À de pareils honneurs je n’ai point dû m’attendre ;
Timide, embarrassé, j’ose à peine en jouir.
Quinte-Curce lui-même aurait-il pu dormir,
S’il eût osé coucher dans le lit d’Alexandre ?

Mais dans quel lit couchez-vous, vous autres ? Est-ce auprès du bois de Boulogne ? est-ce à Plombières ? est-ce à Paris ? Mme d’Argental a-t-elle eu besoin des eaux ? Il y a un mois que j’ignore ce que j’ai le plus d’envie de savoir.
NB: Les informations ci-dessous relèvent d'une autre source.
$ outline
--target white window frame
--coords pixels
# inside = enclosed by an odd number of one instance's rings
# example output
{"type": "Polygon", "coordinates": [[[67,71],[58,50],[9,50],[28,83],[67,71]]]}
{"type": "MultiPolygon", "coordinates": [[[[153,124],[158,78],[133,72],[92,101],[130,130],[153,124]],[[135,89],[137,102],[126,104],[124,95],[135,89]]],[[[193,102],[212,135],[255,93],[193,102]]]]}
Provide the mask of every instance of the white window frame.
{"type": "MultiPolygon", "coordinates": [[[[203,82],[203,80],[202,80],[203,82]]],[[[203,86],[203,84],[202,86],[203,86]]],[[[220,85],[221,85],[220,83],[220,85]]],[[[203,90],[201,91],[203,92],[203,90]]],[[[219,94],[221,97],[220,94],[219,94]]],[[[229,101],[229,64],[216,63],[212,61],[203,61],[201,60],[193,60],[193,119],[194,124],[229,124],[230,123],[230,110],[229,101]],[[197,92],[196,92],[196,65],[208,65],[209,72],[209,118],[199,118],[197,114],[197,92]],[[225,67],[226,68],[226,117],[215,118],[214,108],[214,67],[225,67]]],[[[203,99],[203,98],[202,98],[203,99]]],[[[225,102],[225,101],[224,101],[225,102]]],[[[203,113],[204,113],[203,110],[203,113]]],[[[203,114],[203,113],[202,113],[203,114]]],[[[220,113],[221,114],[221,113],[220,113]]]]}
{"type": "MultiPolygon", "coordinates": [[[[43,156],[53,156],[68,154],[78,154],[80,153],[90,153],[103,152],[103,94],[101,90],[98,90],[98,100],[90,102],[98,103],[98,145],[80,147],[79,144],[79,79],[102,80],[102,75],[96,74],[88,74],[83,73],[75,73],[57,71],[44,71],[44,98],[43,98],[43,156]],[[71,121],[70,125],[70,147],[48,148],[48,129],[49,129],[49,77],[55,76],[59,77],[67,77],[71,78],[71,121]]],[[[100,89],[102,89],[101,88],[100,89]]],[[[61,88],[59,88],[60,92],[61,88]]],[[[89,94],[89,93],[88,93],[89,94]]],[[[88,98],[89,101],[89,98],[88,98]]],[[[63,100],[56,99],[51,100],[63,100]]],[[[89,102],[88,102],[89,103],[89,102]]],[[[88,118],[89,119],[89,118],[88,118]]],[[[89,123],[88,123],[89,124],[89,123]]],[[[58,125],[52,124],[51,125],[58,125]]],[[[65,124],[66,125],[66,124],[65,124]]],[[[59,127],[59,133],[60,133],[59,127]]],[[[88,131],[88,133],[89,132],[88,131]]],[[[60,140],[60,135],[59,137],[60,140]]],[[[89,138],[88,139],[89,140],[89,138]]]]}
On m’a mandé que l’Esprit et le Sentiment[2] de Mme de Graffigny avait réussi. Ma troupe[3] a joué chez moi Jules César. Mais je ne sais pointée que font mes anges ; j’ai attendu, pour leur écrire, que je fusse un peu stable, et que je pusse recevoir de leurs nouvelles. J’en attends avec la double impatience de l’absence et de l’amitié.

Adieu, mes anges ; mon Frédéric le Grand fait un peu de tort à Aurèlie. Il prend mon temps et mon âme. La caverne d’Euripide vaut mieux, pour faire une tragédie, que les agréments

  1. Allusion au roman de la Princesse de Clèves.
  2. Cénie, comédie en cinq actes, en prose, représentée, pour la première fois, le 25 juin 1750.
  3. Composée de Lekain, de Heurtaud (ou Heurtau), et de quelques jeunes gens que cite Longchamp dans l’arlicle xxvii de ses Mémoires.